Provincie Zuid-Holland

GS: Complex Marine Vliegkamp Valkenburg geen provinciaal monument

Gedeputeerde Staten van de provincie Zuid-Holland hebben het voorlopige standpunt ingenomen om het historisch complex Marine Vliegkamp Valkenburg in Katwijk, Valkenburg en Wassenaar geen status te geven als provinciaal monument. Ook staat het college op het voorlopige standpunt het Rijk te adviseren om het complex in het kader van de rijksmonumentenprocedure niet op de rijksmonumentenlijst te plaatsen. De Federatie voor Luchtvaartarcheologie, de Stichting Menno van Coehoorn en het Cuypers Genootschap hadden om een dergelijke status verzocht. Wel willen GS bij verdere inrichting van gebied, conform de aanduidingen in streekplan Zuid-Holland West, zoveel mogelijk cultuurhistorische waarden inpassen.

Aanleiding voor de verzoeken voor een monumentenstatus is de concrete dreiging van sloop van de legeringgebouwen aan de westzijde van de Wassenaarseweg in Katwijk. De eigenaar van de gebouwen, het Duinwaterbedrijf Zuid-Holland, heeft de gemeente hier om verzocht. De beide verzoeken hebben geen betrekking op het gebied van de huidige luchthaven, waar duurzame bebouwing in de toekomst juist de bijzondere aandacht van GS heeft.

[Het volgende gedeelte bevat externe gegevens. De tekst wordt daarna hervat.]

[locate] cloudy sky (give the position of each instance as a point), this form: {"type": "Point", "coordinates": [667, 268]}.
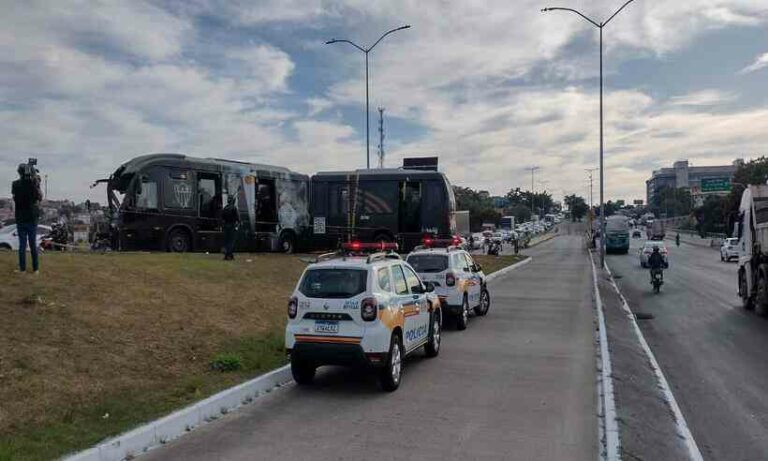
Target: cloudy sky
{"type": "Point", "coordinates": [492, 87]}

Het complex Marine Vliegkamp bestaat uit de aan de westzijde en oostzijde van de Wassenaarseweg gelegen stenen kampgebouwen (legeringgebouwen, barakken en groenaanleg) in Katwijk. Verder beslaat het complex ook de relicten van de verdedigingslinie de Atlantikwall (betonbunkers muurwerk en antitankgrachten, etc.) op het grondgebied van de gemeenten Katwijk, Wassenaar en Valkenburg.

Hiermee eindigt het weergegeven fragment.